A partir da implementação do Redesenho do PETI, foi intensificada uma agenda intersetorial, em âmbito federal, que envolveu diversos atores com o objetivo de construir propostas integradas, bem como levantamento das redes e ações setoriais de cada política, para o estabelecimento de parcerias e estratégias. A articulação intersetorial do PETI é primordial para a potencialização de resultados, tendo em vista que as ações de enfrentamento ao trabalho infantil necessitam da intervenção de diversos atores.

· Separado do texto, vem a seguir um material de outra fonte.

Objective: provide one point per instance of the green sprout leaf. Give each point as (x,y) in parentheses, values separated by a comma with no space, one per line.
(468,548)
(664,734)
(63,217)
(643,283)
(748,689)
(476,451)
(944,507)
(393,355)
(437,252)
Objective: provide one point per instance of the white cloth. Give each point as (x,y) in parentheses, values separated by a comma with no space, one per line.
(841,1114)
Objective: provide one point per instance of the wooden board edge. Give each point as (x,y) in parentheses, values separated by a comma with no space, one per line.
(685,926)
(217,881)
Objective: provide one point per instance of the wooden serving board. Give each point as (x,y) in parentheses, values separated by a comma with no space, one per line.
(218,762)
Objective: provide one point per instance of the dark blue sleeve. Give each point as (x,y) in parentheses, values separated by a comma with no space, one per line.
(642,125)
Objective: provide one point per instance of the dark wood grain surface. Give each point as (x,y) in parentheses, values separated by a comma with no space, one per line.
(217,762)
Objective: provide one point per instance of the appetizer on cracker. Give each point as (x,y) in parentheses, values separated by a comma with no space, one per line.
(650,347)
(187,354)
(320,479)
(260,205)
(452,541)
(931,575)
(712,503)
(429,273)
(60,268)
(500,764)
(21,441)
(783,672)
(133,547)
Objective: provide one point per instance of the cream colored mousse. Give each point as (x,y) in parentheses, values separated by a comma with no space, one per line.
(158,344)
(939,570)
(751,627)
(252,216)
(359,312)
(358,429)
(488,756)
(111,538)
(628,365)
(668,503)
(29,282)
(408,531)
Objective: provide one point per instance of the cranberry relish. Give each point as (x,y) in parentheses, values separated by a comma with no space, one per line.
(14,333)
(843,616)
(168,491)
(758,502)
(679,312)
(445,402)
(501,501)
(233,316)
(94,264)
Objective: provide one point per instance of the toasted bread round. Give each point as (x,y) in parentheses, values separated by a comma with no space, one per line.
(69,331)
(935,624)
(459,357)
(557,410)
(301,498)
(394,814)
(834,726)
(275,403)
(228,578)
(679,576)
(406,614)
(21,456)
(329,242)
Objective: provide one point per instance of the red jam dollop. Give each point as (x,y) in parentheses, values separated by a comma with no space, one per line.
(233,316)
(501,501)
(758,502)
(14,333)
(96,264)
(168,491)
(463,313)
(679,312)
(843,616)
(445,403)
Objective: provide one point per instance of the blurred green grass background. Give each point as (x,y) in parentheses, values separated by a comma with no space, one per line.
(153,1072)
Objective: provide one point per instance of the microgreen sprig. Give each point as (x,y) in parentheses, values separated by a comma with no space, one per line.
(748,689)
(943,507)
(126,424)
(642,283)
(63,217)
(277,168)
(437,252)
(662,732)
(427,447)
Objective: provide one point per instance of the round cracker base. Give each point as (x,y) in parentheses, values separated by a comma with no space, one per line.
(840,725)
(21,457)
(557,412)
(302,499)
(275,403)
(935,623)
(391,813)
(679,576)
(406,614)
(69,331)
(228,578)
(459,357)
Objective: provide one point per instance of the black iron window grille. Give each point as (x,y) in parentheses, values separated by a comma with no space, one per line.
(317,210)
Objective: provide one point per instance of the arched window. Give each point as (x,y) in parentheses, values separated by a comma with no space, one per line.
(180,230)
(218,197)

Neste sentido, ressalta-se a importância da constituição formal de um grupo intersetorial e interinstitucional para o desenvolvimento das ações.

 

Objetivo:

  • Contribuir para a retirada de crianças e adolescentes com idade inferior a 16 (dezesseis) anos em situação de trabalho, ressalvada a condição de aprendiz, a partir de 14 (quatorze) anos.
  • Fortalecer a articulação das ações de assistência social;
  • Atuar em conjunto com as demais políticas públicas voltadas à prevenção, identificação e proteção das crianças e adolescente em situação de trabalho infantil;
  • Trabalho social envolvendo a família e a criança/adolescente.

Público Alvo

Famílias com crianças e adolescentes até os 16 anos em situação de trabalho.

Legislação

Lei nº 8.069/1990 - Estatuto da Criança e do Adolescente (ECA/1990);
Lei nº 8.742/93 – Lei Orgânica da Assistência Social (Loas);
Lei nº 10.097/2000 – Lei de Aprendizagem; Política Nacional de Assistência Social (PNAS);
Norma Operacional Básica da Assistência Social (NOB/Suas);
Resolução nº- 109, de 11 de novembro de 2009 do Conselho Nacional de Assistência Social;
Resolução nº- 08, de 18 de abril de 2013 do conselho Nacional de Assistência Social;
Resolução nº- 10, de 15 de abril de 2014 do Conselho Nacional de Assistência Social;
Portaria 431, de 03 de dezembro de 2008; Portaria 666, de 28 de dezembro de 2005.